Ritter shook the tree at a second site, the SSO's transportation directorate, where Iraq did not expect him. There, according to accounts from UNSCOM and the U.S. government, inspectors deliberately triggered Iraq's defenses against a surprise search and used a new synthesis of intelligence techniques to look and listen as the Baghdad government moved contraband from the site.
It was the culmination of more than three years of work -- conceived by Ritter, executed episodically from 1996, and relying at various stages on American, British and Israeli intelligence agencies. "Something very sensitive had been done to Iraq" without the knowledge of even most inspectors, as one senior U.S. official put it.

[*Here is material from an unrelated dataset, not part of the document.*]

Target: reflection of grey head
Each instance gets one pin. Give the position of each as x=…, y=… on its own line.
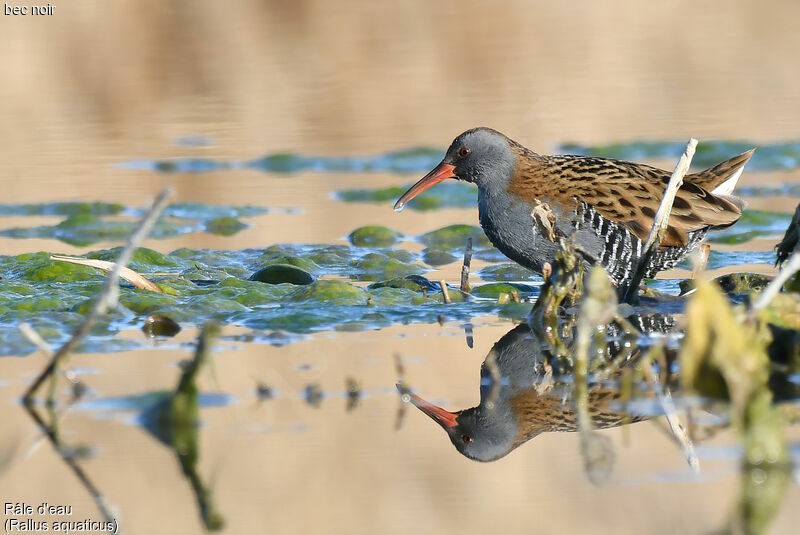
x=480, y=433
x=483, y=435
x=481, y=156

The inspectors believed Iraq held a technical reference library and some of the critical components to build or rebuild its nuclear, biological and chemical weapons, along with the ballistic missiles to carry them. Iraq had usually managed to move this material a step or two ahead of the inspectors. The ability to track Iraq's movements in "real time," the U.N. panel believed, set the stage for an accelerating campaign that would finally overtake the concealment efforts and put the hidden arms and documents in UNSCOM's hands.
That campaign did not take place and now appears unlikely. A struggle for control arose over the new intelligence technique, involving which country would conduct the most sensitive work and which individuals would have access to the results.

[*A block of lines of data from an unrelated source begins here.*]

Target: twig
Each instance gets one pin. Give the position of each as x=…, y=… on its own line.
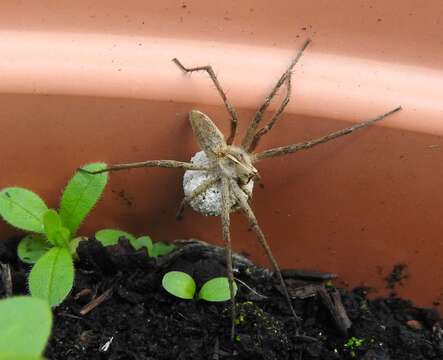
x=6, y=277
x=96, y=302
x=251, y=289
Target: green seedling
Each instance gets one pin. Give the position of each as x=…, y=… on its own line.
x=110, y=237
x=51, y=245
x=25, y=328
x=183, y=286
x=353, y=343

More fundamentally, UNSCOM's covert plan provoked diplomatic and military crises that passed the breaking point of its support on the U.N. Security Council. After attempting to back UNSCOM in this losing battle -- even pushing it, in 1996, more aggressively than Executive Chairman Rolf Ekeus wished -- the Clinton administration shifted course. By April of this year, high-ranking U.S. officials said, an interagency review decided that Washington could no longer support the threat of war to compel UNSCOM's access to the inner sanctums of Iraqi President Saddam Hussein's secret services.
Iraq halted all new inspections on Aug. 3.